Guidelines from Agnostic Methodology Applicable to All AI Algorithms
SAN FRANCISCO, CA – (August 18, 2020) – Aizon, Inc. (Aizon), the leading manufacturing artificial intelligence (AI) and advanced analytics platform company for regulated industries, today announced that a new study, published online in the Parenteral Drug Association’s Journal of Pharmaceutical Science and Technology (PDA JPST), demonstrates that AI algorithms can be qualified for pharmaceutical product and medical device productivity chains. Qualification was achieved using Aizon’s GxP-compliant AI software-as-a-service (SaaS) platform.
AI algorithms are extremely valuable to the highly regulated life sciences and healthcare industries because they can be used to make critical decisions during drug and medical device manufacturing processes. However, AI algorithms must first be qualified to ensure that they enable established manufacturing goals. Until now, such a procedure did not exist in GxP environments.
“Our study specifically qualified the Isolation Forest outlier detection algorithm, but it did so from an agnostic perspective, which enables the resulting guidelines to be abstracted to other AI algorithms for regulated drug and medical device manufacturing environments,” said Toni Manzano, Ph.D., Chief Science Officer and Co-founder of Aizon, and principle study investigator. “Now, for the first time ever, AI algorithms can be qualified and applied by AI models as the foundation for decision making to leverage productivity and quality for critical processes in pharmaceutical and medical device manufacturing.”
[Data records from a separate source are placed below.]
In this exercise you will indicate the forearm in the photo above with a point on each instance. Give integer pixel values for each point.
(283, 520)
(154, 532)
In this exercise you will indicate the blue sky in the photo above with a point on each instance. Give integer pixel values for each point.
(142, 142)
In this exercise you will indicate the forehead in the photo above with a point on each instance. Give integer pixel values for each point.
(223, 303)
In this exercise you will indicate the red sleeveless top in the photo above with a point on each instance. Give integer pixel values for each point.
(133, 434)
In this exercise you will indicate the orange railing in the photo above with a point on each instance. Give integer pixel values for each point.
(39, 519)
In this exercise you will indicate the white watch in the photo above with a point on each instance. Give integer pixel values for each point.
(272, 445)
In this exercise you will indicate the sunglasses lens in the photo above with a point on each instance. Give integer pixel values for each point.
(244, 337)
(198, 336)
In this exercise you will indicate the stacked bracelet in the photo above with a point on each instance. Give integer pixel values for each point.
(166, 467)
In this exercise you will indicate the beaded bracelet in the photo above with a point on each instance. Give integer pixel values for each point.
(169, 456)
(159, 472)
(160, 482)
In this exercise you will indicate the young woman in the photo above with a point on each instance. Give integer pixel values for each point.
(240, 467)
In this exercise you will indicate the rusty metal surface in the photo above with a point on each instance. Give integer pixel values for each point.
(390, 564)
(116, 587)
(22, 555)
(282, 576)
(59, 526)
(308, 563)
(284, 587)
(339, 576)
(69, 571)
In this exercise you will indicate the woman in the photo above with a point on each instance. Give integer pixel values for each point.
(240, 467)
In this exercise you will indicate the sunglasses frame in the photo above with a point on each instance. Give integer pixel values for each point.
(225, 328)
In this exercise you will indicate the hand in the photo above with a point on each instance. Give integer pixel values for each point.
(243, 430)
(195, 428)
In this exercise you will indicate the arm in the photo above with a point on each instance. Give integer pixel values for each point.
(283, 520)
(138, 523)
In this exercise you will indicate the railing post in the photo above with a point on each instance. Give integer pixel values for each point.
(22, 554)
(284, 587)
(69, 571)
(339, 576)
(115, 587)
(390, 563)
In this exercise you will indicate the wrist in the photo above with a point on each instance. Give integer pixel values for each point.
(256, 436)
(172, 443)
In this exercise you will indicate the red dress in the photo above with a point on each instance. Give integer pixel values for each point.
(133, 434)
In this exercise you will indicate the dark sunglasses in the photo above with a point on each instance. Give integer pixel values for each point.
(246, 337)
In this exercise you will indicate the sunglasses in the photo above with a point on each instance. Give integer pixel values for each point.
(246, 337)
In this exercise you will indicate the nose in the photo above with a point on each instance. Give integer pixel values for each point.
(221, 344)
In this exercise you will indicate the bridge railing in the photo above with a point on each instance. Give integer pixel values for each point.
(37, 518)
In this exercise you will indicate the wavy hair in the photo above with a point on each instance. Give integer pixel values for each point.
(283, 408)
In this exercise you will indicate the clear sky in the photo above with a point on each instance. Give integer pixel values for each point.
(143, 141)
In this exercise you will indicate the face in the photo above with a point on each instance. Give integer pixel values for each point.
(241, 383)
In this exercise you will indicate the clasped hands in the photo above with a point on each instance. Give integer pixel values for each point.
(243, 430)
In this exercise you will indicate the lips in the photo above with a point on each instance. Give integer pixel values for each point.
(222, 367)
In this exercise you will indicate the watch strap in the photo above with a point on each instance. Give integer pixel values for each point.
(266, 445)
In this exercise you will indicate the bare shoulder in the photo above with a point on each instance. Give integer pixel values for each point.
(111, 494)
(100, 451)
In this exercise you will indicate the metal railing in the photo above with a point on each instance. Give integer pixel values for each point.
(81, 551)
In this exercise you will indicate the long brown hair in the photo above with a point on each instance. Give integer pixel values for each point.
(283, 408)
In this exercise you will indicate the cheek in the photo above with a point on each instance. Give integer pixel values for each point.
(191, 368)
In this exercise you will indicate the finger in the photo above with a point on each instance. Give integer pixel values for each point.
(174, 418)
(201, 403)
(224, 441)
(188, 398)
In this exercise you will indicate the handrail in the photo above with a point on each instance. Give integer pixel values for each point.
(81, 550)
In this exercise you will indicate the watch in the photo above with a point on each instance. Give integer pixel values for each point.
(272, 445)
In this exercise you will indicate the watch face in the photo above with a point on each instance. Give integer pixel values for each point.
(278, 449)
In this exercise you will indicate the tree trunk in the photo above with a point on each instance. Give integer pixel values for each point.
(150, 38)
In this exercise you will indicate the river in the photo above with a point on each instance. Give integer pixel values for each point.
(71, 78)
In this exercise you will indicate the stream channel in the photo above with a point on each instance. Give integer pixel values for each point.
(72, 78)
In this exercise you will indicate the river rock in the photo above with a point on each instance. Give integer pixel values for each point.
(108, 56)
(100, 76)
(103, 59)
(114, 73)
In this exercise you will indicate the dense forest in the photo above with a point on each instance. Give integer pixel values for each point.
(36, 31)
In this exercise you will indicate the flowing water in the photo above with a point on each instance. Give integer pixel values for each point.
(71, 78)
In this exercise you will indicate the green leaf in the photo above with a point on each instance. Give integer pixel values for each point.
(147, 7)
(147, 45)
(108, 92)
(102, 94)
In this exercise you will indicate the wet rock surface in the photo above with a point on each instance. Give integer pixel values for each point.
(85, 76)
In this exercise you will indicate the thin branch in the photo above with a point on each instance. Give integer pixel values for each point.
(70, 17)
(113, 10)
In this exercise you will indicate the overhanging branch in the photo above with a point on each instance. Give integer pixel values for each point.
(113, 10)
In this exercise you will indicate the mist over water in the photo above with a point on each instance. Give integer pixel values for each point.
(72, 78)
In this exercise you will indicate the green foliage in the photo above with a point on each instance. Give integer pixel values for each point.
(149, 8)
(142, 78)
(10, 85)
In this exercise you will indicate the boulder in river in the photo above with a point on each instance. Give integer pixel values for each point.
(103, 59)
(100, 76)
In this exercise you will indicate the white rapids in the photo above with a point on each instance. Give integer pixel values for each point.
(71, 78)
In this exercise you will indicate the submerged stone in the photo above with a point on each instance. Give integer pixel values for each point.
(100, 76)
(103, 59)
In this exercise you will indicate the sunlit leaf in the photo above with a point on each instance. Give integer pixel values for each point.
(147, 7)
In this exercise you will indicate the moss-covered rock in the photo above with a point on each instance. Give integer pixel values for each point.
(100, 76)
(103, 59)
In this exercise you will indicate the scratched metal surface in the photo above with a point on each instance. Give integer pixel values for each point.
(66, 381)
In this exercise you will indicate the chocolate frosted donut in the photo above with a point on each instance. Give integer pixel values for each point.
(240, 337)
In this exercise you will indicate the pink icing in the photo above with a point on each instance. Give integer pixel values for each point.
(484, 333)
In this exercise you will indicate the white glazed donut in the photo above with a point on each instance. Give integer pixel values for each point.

Manufacturing decision making that is informed by qualified AI algorithms can potentially lower costs and increase profitability related to pharmaceutical and medical device production. Leveraging AI as a multivariate tool can help optimize processes, as well as predict and fix anomalies in industrial environments. As a result, products and devices that are safer, more efficient and effective, and of higher quality can be made accessible to patients and healthcare providers.
The study used a Quality by Design (QbD) approach and data generated from equipment called bigBox, which was designed specifically for the research by Aizon. Real-time data related to four parameters (MS Main, MS Brake, MS Misalignment, MS Imbalance) was relayed from bigBox to Aizon’s GxP-compliant, AI SaaS platform every five seconds. A structured Design of Experiment (DoE) was performed using all the operational ranges of bigBox, as well as outliers in the experiments, since the algorithm being qualified was Isolation Forest. Use of QbD allowed characterization of the algorithm and identification of which designed space areas built into the synthetic data sets performed better. The devised DoE and experiment strategy resulted in a valid qualification for the Isolation Forest algorithm.
The study, AI Algorithm Qualification, which is currently available online, will be published in the January/February 2021 issue of PDA JPST.
About Aizon, Inc.
Aizon is a software provider that transforms manufacturing operations with the use of advanced analytics, artificial intelligence, and pharma 4.0 technologies focused on optimizing pharmaceutical and biotech companies. The Aizon analytics platform seamlessly integrates unlimited sources of structured and unstructured data to deliver actionable insights across all manufacturing sites. Aizon offers an intuitive way to gain meaningful operational intelligence with data by enabling real-time visibility and predictive insights in a GxP compliant manner with end-to-end data integrity. Founded in 2014, the company is based in San Francisco, California and also has a European office in Barcelona, Spain.
About PDA JPST
PDA JPST is the primary source of peer-reviewed scientific and technical papers on topics related to pharmaceutical/biopharmaceutical manufacturing, sterile product production, aseptic processing, pharmaceutical microbiology, quality, packaging science, and other topics relevant to PDA members. PDA JPST is an internationally recognized source that receives over a quarter of a million visitors annually.